Enough appeasement. Enough cowardice. Enough lies.

Canada must choose:
Will it remain a sanctuary for the persecuted—
or become a playground for their persecutors?

I did not survive the Islamic Republic to be silenced in the land I call home.
I will not bow to foreign agents in Canadian clothing.
And I will not watch silently as this country surrenders its soul under the banner of fake tolerance.

Multiculturalism must never be a Trojan horse for tyranny.
Canada must wake up—before the country we once knew is gone for good.

About the Author
Shabnam Assadollahi is a human rights advocate, freelance journalist and educator. As a teenager, she was imprisoned for eighteen months in Evin Prison for her activisim against the Islamic Republic.

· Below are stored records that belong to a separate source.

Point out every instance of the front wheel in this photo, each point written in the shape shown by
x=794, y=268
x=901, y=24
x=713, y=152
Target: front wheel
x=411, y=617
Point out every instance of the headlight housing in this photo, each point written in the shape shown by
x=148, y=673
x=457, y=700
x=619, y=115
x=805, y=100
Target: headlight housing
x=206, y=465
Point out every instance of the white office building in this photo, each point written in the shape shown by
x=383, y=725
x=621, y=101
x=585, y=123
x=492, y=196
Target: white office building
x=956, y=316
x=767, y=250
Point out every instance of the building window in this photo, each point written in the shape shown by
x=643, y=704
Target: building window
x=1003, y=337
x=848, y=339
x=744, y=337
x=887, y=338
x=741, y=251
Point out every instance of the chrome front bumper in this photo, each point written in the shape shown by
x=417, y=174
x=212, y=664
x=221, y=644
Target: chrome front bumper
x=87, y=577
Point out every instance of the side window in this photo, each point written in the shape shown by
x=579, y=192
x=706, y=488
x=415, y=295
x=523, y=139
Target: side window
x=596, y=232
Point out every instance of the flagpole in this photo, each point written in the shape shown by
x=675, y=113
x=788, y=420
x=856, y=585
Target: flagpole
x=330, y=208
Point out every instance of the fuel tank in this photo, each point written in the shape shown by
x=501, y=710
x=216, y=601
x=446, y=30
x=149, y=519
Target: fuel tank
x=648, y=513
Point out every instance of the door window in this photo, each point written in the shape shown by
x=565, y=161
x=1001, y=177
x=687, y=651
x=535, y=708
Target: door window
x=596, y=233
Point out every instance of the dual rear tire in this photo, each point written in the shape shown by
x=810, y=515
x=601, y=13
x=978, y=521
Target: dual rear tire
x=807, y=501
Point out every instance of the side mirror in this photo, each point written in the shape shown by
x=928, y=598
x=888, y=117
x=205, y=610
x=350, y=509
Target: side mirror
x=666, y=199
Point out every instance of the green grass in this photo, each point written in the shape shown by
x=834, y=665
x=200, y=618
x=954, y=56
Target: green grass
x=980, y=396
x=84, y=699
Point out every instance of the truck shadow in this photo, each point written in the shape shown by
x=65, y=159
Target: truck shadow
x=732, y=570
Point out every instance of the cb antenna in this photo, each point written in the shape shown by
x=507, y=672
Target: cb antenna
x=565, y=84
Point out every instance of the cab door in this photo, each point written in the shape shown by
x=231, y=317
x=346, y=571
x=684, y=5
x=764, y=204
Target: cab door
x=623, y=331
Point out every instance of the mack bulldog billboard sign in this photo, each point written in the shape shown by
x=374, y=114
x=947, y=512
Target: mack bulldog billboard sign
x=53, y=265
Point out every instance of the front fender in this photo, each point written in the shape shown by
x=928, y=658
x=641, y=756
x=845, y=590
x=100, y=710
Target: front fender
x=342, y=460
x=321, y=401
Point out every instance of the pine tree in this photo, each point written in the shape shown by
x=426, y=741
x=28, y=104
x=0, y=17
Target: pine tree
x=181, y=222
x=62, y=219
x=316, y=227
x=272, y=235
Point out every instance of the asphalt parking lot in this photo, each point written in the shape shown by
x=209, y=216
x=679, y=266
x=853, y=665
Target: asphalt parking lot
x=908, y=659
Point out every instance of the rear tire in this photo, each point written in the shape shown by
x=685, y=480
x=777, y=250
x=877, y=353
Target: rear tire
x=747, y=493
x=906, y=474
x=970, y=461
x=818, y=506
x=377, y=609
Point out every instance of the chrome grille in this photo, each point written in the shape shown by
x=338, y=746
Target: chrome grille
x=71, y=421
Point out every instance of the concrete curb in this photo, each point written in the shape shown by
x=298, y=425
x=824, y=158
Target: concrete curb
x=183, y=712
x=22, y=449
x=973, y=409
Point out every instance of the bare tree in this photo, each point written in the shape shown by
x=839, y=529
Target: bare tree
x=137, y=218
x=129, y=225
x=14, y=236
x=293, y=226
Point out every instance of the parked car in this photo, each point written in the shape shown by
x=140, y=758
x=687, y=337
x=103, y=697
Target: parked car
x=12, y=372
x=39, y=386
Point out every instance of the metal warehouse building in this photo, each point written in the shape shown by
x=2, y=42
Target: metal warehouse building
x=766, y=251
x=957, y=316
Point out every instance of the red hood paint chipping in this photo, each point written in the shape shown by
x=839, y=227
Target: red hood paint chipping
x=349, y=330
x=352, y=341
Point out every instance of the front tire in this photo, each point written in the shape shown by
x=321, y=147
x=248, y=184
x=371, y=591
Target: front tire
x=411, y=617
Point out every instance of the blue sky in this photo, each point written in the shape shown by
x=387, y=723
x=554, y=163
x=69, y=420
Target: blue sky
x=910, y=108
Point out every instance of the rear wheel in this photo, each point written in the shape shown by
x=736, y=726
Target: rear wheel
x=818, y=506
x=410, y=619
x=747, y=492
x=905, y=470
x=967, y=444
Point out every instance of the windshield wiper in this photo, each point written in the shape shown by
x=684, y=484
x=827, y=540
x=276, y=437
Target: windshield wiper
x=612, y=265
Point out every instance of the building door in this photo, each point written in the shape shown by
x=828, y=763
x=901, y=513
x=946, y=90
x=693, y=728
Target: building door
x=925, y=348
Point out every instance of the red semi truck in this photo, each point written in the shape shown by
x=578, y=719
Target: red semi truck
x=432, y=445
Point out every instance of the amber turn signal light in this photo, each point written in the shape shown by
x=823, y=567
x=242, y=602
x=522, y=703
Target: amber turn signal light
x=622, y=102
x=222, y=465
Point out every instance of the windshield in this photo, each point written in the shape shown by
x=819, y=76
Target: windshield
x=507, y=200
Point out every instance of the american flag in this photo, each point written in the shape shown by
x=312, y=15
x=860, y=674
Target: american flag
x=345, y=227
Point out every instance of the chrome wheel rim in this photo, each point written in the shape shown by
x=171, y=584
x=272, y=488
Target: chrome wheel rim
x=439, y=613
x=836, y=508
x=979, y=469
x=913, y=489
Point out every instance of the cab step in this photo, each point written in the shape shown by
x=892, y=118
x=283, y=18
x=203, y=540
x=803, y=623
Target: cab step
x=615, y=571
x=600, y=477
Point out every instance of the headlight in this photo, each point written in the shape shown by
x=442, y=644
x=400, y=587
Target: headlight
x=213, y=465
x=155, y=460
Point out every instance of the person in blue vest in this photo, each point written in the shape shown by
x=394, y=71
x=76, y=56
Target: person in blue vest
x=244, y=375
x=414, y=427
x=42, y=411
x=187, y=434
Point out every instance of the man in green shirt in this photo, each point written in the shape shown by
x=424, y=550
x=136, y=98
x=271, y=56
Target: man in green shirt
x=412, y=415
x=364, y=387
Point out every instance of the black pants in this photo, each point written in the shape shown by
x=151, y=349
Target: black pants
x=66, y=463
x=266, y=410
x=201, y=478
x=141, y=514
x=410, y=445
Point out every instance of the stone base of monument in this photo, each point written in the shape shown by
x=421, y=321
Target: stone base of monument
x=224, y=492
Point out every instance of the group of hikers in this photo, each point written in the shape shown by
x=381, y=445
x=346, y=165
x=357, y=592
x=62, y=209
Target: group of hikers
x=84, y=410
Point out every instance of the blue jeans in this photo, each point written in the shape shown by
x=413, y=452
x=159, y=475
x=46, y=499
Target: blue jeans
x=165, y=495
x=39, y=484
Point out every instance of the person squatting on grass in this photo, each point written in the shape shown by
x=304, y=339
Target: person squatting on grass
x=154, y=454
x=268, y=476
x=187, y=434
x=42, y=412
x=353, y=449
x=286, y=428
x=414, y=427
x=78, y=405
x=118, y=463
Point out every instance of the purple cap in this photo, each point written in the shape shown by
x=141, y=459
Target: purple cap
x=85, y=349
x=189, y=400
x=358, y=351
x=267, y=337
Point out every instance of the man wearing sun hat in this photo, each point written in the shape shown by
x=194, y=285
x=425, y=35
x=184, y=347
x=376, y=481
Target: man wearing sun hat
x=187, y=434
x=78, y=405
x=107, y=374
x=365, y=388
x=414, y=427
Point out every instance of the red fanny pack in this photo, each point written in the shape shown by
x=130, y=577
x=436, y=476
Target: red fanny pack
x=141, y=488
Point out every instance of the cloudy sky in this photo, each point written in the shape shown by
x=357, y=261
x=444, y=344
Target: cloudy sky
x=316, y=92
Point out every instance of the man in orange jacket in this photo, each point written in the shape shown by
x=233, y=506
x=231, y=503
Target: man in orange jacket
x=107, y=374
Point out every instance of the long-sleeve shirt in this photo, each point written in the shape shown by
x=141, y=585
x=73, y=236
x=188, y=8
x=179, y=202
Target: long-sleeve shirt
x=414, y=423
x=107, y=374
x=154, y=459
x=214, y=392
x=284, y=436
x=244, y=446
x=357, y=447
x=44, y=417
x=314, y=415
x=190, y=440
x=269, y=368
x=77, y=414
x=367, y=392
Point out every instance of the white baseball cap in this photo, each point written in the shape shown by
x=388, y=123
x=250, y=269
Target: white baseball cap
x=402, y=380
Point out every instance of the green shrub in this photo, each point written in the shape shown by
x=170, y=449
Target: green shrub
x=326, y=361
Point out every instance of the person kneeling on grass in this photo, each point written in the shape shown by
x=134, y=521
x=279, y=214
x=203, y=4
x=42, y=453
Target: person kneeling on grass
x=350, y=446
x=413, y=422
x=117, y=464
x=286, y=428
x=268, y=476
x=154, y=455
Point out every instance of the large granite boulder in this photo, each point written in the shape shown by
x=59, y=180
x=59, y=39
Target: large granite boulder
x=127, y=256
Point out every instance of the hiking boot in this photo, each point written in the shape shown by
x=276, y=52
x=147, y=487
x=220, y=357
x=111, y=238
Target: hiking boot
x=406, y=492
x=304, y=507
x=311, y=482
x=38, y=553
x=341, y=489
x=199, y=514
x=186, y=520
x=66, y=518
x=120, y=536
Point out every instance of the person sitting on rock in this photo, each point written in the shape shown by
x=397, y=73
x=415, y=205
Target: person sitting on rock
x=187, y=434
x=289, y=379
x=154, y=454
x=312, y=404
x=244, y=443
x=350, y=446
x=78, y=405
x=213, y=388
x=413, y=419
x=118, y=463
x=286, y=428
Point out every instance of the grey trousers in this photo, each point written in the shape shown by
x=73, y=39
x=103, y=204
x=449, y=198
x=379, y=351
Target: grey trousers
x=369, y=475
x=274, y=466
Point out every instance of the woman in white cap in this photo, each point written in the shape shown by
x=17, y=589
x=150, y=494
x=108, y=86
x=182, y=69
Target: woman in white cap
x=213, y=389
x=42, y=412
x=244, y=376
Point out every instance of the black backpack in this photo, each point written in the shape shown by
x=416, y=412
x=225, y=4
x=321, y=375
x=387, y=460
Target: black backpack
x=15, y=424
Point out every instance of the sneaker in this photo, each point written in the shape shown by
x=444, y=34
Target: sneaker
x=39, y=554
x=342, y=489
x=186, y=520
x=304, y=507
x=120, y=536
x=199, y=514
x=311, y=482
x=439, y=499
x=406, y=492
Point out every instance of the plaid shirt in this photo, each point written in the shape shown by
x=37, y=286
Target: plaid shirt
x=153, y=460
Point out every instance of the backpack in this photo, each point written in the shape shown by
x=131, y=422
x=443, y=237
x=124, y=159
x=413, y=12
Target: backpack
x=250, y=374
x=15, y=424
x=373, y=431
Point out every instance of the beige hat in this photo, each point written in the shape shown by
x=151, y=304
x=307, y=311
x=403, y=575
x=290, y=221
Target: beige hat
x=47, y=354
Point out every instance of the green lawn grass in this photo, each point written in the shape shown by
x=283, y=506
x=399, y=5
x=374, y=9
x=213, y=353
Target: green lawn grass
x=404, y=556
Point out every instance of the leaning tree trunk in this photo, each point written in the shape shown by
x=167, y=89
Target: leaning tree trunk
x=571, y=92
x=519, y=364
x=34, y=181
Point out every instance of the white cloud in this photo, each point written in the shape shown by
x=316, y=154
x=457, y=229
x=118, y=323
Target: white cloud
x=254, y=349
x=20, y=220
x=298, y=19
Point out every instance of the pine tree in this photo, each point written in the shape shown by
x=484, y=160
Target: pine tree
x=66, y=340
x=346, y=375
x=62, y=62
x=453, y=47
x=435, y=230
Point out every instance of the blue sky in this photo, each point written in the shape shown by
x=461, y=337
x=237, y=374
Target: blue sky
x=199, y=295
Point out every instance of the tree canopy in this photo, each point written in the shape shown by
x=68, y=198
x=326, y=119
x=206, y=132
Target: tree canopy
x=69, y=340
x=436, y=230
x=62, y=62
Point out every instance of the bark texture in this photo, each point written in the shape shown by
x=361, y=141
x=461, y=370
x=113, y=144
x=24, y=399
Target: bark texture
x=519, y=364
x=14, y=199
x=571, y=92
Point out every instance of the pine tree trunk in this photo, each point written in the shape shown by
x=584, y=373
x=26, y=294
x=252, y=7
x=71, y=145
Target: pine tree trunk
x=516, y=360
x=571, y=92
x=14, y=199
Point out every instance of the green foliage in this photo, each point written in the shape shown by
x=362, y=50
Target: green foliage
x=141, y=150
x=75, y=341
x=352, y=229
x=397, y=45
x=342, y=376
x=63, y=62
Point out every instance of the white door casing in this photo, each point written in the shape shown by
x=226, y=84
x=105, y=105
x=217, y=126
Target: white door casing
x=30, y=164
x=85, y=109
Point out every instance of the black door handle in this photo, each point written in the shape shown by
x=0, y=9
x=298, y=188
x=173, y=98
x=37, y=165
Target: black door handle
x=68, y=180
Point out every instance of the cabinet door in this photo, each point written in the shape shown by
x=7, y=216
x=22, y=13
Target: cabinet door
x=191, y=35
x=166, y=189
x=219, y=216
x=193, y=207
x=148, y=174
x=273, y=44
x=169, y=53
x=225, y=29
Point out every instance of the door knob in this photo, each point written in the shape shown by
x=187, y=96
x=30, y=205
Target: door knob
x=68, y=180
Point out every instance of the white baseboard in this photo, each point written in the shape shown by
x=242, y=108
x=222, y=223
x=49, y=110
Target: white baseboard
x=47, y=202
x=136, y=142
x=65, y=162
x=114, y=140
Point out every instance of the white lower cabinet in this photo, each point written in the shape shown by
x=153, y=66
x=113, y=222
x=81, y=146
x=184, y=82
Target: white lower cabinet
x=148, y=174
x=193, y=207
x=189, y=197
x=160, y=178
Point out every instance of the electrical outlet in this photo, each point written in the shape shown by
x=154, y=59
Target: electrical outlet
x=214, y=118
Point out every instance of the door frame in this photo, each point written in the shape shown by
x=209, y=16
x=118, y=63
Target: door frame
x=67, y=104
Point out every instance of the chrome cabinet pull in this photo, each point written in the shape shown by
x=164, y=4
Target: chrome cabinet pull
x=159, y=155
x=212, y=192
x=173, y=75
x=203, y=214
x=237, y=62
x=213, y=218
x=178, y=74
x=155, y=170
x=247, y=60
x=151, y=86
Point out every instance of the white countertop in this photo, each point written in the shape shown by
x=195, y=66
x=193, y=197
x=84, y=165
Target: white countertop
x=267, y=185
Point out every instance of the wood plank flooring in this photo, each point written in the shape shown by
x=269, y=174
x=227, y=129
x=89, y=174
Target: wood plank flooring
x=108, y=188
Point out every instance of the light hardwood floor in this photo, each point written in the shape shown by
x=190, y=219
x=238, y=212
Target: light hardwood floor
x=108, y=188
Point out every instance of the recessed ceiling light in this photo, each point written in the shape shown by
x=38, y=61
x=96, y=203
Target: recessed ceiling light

She later became a recognized voice on Canadian radio, hosting Radio Hamseda, Ottawa for eight years, where she amplified education, culture, and resistance to oppression. Her advocacy contributed directly to the closure of the Islamic Republic’s embassy in Canada in 2012—an important blow to the regime’s transnational repression network. She is the recipient of multiple human rights and women’s rights awards for her sustained efforts to expose abuses inside Iran and beyond its borders. Shabnam’s primary and heartfelt interest is to focus on the Iranian community and world events affecting women and minority communities.